A bord du Berlioz (© : MY FERRY LINK)

 

395 emplois créés

 

Côté emploi, 395 personnes ont été immédiatement recrutées, soit 45 officiers, 208 navigants, 95 sédentaires en France et 47 sédentaires en Grande-Bretagne. On est loin des 880 personnes que SeaFrance employait encore avant sa liquidation, mais la nouvelle société espère monter en puissance et augmenter ses effectifs. En ce qui concerne les rythmes de travail, on notera que les durées d’embarquement ont été modifiées (7 jours en mer pour 7 jours à quai) tout en demeurant conformes à la législation et aux règles relatives au pavillon français.

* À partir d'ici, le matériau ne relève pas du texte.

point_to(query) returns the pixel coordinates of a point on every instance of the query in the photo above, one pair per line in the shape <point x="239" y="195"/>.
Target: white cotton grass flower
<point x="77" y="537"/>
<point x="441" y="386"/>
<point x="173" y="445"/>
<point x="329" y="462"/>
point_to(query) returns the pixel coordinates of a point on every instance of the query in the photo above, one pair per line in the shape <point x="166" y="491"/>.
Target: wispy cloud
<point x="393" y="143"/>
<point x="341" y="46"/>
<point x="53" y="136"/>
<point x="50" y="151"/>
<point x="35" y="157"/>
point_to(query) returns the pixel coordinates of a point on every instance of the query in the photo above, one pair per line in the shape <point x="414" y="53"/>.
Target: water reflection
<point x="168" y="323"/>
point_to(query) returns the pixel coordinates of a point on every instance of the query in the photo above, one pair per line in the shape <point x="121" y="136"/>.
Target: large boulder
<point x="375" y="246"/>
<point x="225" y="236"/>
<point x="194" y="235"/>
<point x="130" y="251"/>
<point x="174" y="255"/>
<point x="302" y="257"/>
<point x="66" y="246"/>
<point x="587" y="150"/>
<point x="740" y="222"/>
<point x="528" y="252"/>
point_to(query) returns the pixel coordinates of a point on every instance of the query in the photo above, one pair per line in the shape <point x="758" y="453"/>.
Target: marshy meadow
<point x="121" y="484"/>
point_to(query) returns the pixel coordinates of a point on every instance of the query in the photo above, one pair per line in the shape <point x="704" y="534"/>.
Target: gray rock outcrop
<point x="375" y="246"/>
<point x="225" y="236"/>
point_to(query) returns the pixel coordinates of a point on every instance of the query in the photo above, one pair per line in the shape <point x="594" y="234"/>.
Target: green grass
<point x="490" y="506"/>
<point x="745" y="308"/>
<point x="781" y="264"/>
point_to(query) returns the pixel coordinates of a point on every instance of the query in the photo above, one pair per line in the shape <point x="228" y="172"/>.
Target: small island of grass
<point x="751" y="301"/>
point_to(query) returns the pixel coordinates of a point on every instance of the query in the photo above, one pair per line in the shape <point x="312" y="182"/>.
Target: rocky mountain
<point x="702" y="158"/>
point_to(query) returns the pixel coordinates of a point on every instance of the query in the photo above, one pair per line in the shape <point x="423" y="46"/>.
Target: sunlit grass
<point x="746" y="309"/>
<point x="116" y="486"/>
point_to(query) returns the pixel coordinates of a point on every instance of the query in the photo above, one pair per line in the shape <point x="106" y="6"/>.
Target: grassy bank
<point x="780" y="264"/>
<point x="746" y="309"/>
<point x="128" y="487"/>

Par ailleurs, l’ancien siège de SeaFrance, qui se trouvait à Paris, près de sa maison-mère, a été transféré à Calais. Loin de partir de zéro, le nouvel armement, s’il a été totalement remanié par rapport à son prédécesseur, s’appuie bien évidemment, via notamment la reprise des personnels, sur les compétences de l’ex-SeaFrance. L’exercice de transporteur maritime, d’armement, d’exploitation et d’entretien des navires est parfaitement maîtrisé, rappelle My Ferry Link, qui aura bien besoin de cette base, solide, pour développer son activité dans un environnement particulièrement difficile.

 

Une renaissance dans un univers très concurrentiel

 

La renaissance de SeaFrance au travers de My Ferry Link constitue un véritable challenge. Car, entre la fin de l’ancien armement et la création du nouveau, la situation a évolué sur le détroit. Ancien candidat malheureux à la reprise de SeaFrance, Louis Dreyfus Armateurs s’est finalement allié au groupe danois DFDS, qui exploitait déjà trois ferries entre Dunkerque et Douvres. En plus de cette flotte, deux nouvelles unités, le Norman Spirit et le Deal Seaways (ex-Barfleur de Brittany Ferries) ont été ajoutées au départ de Calais par les deux compagnies, qui ont créé à cette occasion une société commune. Battant pavillon français, ces deux bateaux ont permis de recruter 300 personnes, en grande partie d’anciens salariés de SeaFrance. Mais, maintenant que My Ferry Link est là, la capacité offerte au départ de Calais est supérieure à ce qu’elle était il y a un an. D’autant que, dans le même temps, P&O Ferries, principal opérateur maritime dans le détroit, a pris livraison d’un second ferry géant, le Spirit of France (213 mètres, 2000 passagers, 1000 voitures ou 170 camions et 195 voitures).  Confrontées aux conséquences de la crise économique en Europe et à la concurrence du tunnel sous la Manche et des compagnies aériennes à bas coûts, les armateurs vont donc se livrer une âpre bataille commerciale.

 

Reconquérir la clientèle

 

Pour autant, chez My Ferry Link, on se montre optimiste et combatif. Après la mort de SeaFrance, marquée par une lente agonie ayant fait couler beaucoup d’encre et dont il persiste des soubresauts, les acteurs de la nouvelle compagnie veulent tourner la page et en écrire une nouvelle : « Il s’agit d’une renaissance animée par un nouvel état d’esprit. La solidarité se manifeste à travers l’esprit coopératif au service du client et c’est ce qui doit guider notre action. Équipages et sédentaires sont très motivés par ce qui constitue un véritable challenge sur le détroit. Revoir Douvres est bien plus qu’un symbole pour de nombreux marins. La collaboration avec les différents partenaires et fournisseurs va nous permettre de mener à bien cette conquête du détroit », estime le président du Directoire de My Ferry Link. Pour Jean-Michel Giguet, la priorité est de retrouver l’ancienne clientèle de SeaFrance, tout en construisant auprès de tous les passagers et transporteurs empruntant le détroit une image de qualité et de fiabilité : « Nous devons avant toute chose nous mettre au service de la clientèle pour la reconquérir : la clientèle touristique britannique qui vient séjourner en France d’une part, les Français prêts à profiter des attraits de la Grande-Bretagne que les Jeux Olympiques ont si bien mis à jour d’autre part, enfin les activités d’exportation avec le fret ».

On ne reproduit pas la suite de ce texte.